Boundary disputes can be some of the most heated and emotionally/financially-fuelled matters dealt with by the courts. They can go on for long periods of time and often end in a complete breakdown in neighbourly relations. Whilst boundary disputes are more commonly associated with residential properties, they often arise between commercial properties too.
Boundary disputes can be of particular concern to developers – especially when developing land that is neighboured by pre-existing residential properties. When building a housing development, for example, a developer will want to maximise the area of its individual plots to achieve the highest potential sale price. However if neighbours have already extended beyond their boundaries, this can eat into profits.
A key issue with boundary disputes is their complexity. A boundary is, like the equator, an imaginary line and therefore determining its exact location is no easy task. While fences, walls and other such physical lines are usually taken to be the boundaries of a property, these can be in the wrong location – as such, they are themselves often at the centre of a boundary dispute.
Owners of land will often turn to their title plans and ‘scale-up’. However, while title plans are a natural starting point in establishing a boundary and can be good evidence in a dispute, even they do not provide a definitive (or legally binding) answer; with the great majority of registered titles only showing ‘general boundaries’.
Boundaries are determined by examining the conveyances of the land in question and of adjoining land. The law provides that conveyances are to be interpreted from the perspective of a reasonable person in light of the objective surrounding facts and that means that, ultimately, it is only the courts who has the power to determine exactly where a boundary lies. In doing so, the courts attempt to objectively establish the boundary objectively as at the date of the earliest conveyance. Crucially, they do not take into account the subjective beliefs of the parties to the dispute. To complicate matters even further, even where a boundary has been determined, factors such as adverse possession can mean that it has moved over time.
All of this means that neighbours have frequently been known to incur tens of thousands of pounds in court and legal costs in matters concerning very small strips of land. The cost of litigation can therefore be far disproportionate to the value of the land itself, and the outcome of a case can be devastating to the losing party and to neighbourly relations.
Alternative dispute resolution (ADR) can be a much cheaper option for parties. The Boundary Disputes Protocol, published by senior members of the legal and surveying professions in 2017, sought to set out a framework that incorporated ADR, promoting the use of joint surveyors and a more cooperative approach between parties. While the protocol provides guidance on the most cost and time efficient manner in which to settle a dispute, it is not mandatory. In addition, it has come in for some criticism because some of the language and terminology within it is complex, meaning that it is not user friendly to a person who is not a property professional; and because a person who is not a property professional may not be aware of the protocol at an early-enough stage of a dispute, meaning that positions may have become entrenched, rendering ADR impossible in any event. Of itself, therefore, the protocol does not necessarily represent a workable, practical solution for parties.

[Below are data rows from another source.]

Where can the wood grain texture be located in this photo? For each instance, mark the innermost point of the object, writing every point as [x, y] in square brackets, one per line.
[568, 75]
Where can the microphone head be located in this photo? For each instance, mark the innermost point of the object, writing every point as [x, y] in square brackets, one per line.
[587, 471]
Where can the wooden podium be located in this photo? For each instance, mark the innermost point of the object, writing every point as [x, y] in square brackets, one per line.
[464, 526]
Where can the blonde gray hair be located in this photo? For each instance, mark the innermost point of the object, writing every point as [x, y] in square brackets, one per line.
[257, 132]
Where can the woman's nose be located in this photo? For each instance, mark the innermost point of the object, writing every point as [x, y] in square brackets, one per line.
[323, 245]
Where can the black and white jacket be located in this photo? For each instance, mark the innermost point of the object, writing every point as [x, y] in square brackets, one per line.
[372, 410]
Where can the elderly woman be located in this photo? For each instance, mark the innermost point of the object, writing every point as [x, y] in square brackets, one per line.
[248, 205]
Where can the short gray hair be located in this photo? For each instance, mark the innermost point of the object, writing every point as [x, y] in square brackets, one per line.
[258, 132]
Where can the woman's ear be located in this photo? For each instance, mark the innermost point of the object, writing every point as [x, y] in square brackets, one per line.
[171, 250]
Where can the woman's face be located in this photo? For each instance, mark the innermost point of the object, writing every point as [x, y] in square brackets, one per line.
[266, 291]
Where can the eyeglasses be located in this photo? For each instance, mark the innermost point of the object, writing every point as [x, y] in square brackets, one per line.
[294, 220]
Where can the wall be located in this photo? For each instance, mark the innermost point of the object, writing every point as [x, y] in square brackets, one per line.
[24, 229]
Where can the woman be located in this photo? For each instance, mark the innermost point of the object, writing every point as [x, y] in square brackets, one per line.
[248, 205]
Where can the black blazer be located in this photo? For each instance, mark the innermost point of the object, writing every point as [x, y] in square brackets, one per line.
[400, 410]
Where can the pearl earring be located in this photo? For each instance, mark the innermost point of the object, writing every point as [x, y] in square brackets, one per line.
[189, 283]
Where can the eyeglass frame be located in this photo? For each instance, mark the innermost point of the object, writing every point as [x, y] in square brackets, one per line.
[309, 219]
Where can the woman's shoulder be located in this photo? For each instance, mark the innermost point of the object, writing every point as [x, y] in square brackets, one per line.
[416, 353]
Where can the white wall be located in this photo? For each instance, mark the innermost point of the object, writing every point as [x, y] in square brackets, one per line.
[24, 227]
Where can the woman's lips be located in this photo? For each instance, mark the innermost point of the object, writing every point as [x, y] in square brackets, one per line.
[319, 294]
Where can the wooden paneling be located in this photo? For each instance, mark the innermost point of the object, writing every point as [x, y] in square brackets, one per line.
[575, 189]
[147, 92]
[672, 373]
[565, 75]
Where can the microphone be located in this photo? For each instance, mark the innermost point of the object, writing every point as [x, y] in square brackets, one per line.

Parliament has, however, recognised the need for legal reform in this area. In 2015 it introduced the Property Boundaries (Resolution of Disputes) Bill and, whilst the bill has been slow to make its way through Parliament (with Brexit dominating legislative manpower in the meantime), the bill had its first reading on 15 January 2020 and is awaiting a date for its second.

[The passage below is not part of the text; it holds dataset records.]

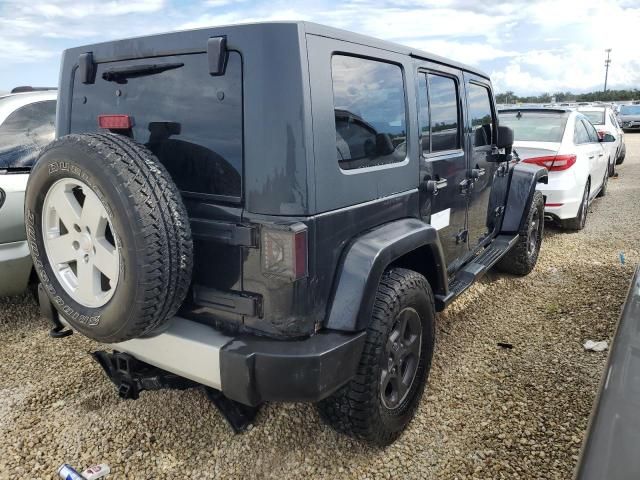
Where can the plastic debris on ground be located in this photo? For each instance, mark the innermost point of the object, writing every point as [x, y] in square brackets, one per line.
[596, 346]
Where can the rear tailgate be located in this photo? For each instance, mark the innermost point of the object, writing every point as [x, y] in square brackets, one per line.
[193, 122]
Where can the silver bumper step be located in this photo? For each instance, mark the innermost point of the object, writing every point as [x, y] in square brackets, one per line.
[186, 348]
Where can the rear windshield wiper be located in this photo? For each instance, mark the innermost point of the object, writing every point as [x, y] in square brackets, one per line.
[120, 74]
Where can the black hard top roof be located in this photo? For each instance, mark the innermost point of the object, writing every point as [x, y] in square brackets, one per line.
[347, 36]
[535, 109]
[169, 38]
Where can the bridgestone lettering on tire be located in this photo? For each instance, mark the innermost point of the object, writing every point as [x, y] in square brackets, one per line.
[523, 256]
[109, 235]
[364, 408]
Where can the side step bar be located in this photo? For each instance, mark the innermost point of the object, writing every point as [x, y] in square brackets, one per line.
[476, 269]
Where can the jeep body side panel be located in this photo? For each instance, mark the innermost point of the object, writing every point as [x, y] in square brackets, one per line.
[300, 308]
[364, 263]
[524, 178]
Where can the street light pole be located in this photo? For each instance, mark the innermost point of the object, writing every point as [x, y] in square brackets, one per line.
[607, 62]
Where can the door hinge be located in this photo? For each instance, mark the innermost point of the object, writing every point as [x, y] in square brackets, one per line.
[461, 236]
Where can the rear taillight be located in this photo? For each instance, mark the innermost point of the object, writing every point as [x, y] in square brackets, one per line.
[553, 163]
[115, 122]
[284, 251]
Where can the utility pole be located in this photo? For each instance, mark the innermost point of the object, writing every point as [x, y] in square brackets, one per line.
[607, 62]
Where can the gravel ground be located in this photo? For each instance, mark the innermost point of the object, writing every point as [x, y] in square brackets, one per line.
[488, 412]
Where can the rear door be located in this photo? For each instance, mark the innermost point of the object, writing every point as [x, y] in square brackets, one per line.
[481, 128]
[443, 166]
[597, 156]
[192, 121]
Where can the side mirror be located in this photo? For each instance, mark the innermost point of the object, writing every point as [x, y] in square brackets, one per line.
[505, 139]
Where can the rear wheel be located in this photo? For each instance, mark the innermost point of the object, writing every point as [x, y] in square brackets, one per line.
[579, 222]
[379, 402]
[623, 153]
[522, 257]
[612, 168]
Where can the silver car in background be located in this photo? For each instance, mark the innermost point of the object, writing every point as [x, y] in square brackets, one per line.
[27, 123]
[629, 117]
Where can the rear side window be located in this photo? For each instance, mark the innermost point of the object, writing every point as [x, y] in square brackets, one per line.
[597, 118]
[24, 132]
[370, 116]
[535, 126]
[591, 131]
[439, 125]
[481, 115]
[580, 134]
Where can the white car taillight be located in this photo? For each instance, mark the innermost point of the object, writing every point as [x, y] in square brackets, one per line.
[284, 251]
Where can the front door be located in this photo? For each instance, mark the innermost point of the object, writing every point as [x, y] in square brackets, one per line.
[443, 166]
[481, 128]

The bill seeks to introduce mandatory expert (surveyor) determination of boundary disputes and will only enable a claimant in a boundary dispute that ends up in court to claim its costs where it has first followed the procedure set out in the bill.

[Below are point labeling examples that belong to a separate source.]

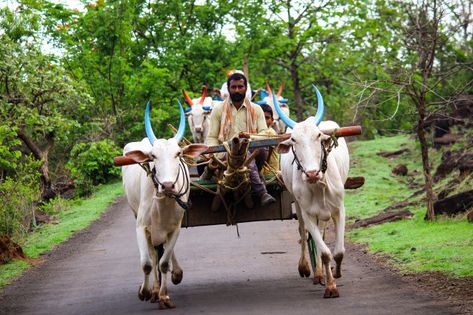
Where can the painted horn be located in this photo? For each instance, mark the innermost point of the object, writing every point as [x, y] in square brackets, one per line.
[149, 130]
[288, 121]
[320, 106]
[281, 87]
[188, 99]
[182, 124]
[204, 95]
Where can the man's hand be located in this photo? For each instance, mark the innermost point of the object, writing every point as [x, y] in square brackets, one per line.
[244, 135]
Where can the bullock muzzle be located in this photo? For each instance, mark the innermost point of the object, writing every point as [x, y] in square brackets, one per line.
[168, 187]
[313, 176]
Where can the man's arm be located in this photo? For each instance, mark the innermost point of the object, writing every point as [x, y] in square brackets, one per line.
[260, 121]
[215, 117]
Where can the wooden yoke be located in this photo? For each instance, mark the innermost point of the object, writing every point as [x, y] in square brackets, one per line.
[339, 132]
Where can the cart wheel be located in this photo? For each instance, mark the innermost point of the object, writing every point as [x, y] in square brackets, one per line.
[312, 252]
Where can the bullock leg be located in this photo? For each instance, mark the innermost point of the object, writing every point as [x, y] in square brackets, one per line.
[176, 274]
[156, 274]
[304, 269]
[143, 237]
[164, 299]
[331, 290]
[339, 251]
[318, 272]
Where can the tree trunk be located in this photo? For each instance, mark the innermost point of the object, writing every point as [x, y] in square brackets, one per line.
[297, 91]
[46, 185]
[246, 67]
[425, 160]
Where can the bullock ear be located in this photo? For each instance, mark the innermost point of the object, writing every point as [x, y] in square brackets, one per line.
[326, 139]
[194, 150]
[284, 146]
[138, 156]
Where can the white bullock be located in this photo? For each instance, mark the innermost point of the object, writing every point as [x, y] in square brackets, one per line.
[198, 115]
[278, 124]
[158, 199]
[315, 176]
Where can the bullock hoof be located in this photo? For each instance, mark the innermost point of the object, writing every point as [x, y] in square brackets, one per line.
[304, 270]
[338, 266]
[176, 277]
[165, 303]
[318, 280]
[164, 267]
[144, 294]
[338, 273]
[331, 293]
[216, 202]
[248, 200]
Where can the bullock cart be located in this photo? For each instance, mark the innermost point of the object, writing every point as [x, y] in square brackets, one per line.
[233, 209]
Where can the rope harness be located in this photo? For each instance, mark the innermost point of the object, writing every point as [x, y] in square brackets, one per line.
[174, 195]
[323, 159]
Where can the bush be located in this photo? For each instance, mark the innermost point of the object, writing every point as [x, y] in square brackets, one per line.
[92, 164]
[18, 196]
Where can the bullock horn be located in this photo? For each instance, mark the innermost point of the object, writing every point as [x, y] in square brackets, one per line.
[288, 121]
[204, 95]
[182, 124]
[320, 106]
[188, 99]
[281, 87]
[149, 130]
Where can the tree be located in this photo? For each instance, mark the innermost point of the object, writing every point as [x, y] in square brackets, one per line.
[38, 100]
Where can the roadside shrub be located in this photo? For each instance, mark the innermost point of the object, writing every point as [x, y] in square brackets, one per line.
[54, 206]
[92, 164]
[18, 196]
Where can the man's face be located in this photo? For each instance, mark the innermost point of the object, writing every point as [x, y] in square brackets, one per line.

While the bill will make it mandatory for parties to attempt to determine their dispute out of court, it has also come under criticism. Firstly, the bill only extends to owners of freehold land meaning that owners of leasehold properties would require the freeholder to engage the boundary resolution procedure on their behalf. This could be an issue for leaseholders – particularly in the case of long-term commercial leaseholds, where the freehold owner may be hard to trace or may have no inclination to become involved. Another concern is whether the determination by the surveyor will conclude the dispute; the boundary dispute may involve complex issues of law or may involve issues about encroaching structures and/or the award of damages. This means that litigation may ultimately have to ensue in any event.
Whilst the bill is a step in the right direction, therefore, it will need some refinement. If passed in its current or an amended form, the bill will change the way in which boundary disputes are handled and will be of significance to all landowners, occupiers and developers. Walker Morris will monitor and report on key developments.